The gap between growth stocks and their value-focused counterparts, which include companies like banks, financials and energy firms, has fluctuated throughout the year, driven in part by bets on how quickly the Fed will normalize monetary policy.
In recent days, signs that the central bank will move faster than expected in the face of surging consumer prices have slammed the shares of growth and technology companies, which have also been roiled by broader market volatility stemming from concerns over the spreading Omicron variant https://www.reuters.com/world/omicron-marches-biden-prepares-us-grim-winter-2021-12-03 of the coronavirus.
At the same time, some investors have been ramping up bets on so-called value stocks, expecting them to perform better in an environment of tightening monetary policy. Such stocks surged earlier in 2021 as the U.S. economy reopened but faltered later as investors gravitated toward tech shares.
"The Fed brings the punch bowl and they are the ones that remove the punch bowl," said Michael Antonelli, strategist at Baird. "Markets are quickly repricing their view of the future."
Futures on the federal funds rate, which track short-term interest rate expectations, late Friday reflected a roughly 50% chance that the Fed will raise rates from its current near-zero level by May, CME's Fed Watch tool showed. That compared with around 31% in early November.
Driving those bets are comments from Fed Chairman Jerome Powell, who earlier this week said the central bank will likely in its next meeting discuss speeding the unwind of its $120 billion-per-month government bond-buying program.
Powell also said the word "transitory" was no longer appropriate to describe the current high inflation rate.
Stronger-than-expected elements in Friday's U.S. employment report reinforced the view of a more hawkish Fed and weighed on growth stocks.
Among the casualties was the Ark Innovation ETF, which outperformed all other U.S. equity funds last year due to its outsized bets on so-called stay-at-home stocks. Shares of the fund tumbled 5.5% on Friday to a 13-month low amid steep declines in many of the stocks it holds.

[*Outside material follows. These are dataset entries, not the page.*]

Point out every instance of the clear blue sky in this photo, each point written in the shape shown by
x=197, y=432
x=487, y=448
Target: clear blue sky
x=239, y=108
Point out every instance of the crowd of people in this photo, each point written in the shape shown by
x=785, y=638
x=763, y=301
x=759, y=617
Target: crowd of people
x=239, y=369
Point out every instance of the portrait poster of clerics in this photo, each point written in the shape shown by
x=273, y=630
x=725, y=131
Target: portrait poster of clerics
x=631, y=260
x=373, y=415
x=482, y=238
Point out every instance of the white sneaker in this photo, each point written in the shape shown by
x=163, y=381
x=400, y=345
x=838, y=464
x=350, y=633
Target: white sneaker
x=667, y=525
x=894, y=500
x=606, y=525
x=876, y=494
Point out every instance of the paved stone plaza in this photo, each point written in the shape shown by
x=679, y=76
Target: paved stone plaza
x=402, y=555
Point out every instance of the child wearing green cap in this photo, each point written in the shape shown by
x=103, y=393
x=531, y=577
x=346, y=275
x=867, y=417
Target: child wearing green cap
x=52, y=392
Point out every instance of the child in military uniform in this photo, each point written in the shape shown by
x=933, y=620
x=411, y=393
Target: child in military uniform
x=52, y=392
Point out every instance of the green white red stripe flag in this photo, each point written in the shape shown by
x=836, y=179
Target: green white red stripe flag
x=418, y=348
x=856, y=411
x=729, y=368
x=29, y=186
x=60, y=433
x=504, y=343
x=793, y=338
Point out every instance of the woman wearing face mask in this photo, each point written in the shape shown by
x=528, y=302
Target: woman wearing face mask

The Russell 1000 Growth index is down 2.4% in the first three days of December, while its value-focused counterpart has risen by nearly 0.9%. The indexes are up 21.1% and 16.6%, year-to-date, respectively.
"The internals of the market are starting to reflect a faster rate hiking cycle and it's the longer-duration growth stocks that are really selling off," said Spenser Lerner, head of Multi Asset Solutions at Harbor Capital Advisors.
Higher yields - which can result from expectations of more aggressive Fed policy - can weigh even more on tech and growth stocks with lofty valuations, as they threaten to erode the value of their longer-term cash flows.
At the same time, value and cyclical shares tend to benefit from a stronger economy - often a prerequisite for the Fed to tighten monetary policy.
Lerner is focusing on high-quality, cyclical U.S. large-cap companies that do not trade at high valuations and will benefit from what he expects will be a continuing strengthening of the dollar as the Fed gets closer to raising rates.
Among the data points the Fed will be watching in the week ahead will be the release of consumer price index and core inflation readings next Friday.
Garrett Melson, portfolio strategist with Natixis Investment Managers Solutions, said Powell's openness to accelerating the Fed's tapering program will likely bring more volatility in the coming months as investors position for the possibility of rising rates. He is betting the faster removal of Fed support will lift shares of energy firms and financials.
Not everyone believes the Fed is getting set for rate increases in 2022. Burns McKinney, a senior portfolio manager at NFJ Investment Group, is betting the Fed will not rush to hike rates after unwinding its bond buying but instead gauge the strength of the economy without any monetary support before tightening policy in 2023.
Such an outcome could see the Fed allowing inflation to continue running hot for months, boosting the case for buying cyclical companies such as Lockheed Martin Corp and Honeywell International Inc, which have a history of growing their dividends and may benefit from the Democratic-led infrastructure deal that passed Congress in early November.
"If the Fed hadn't retired the word 'transitory,' all the rest of us had," McKinney said.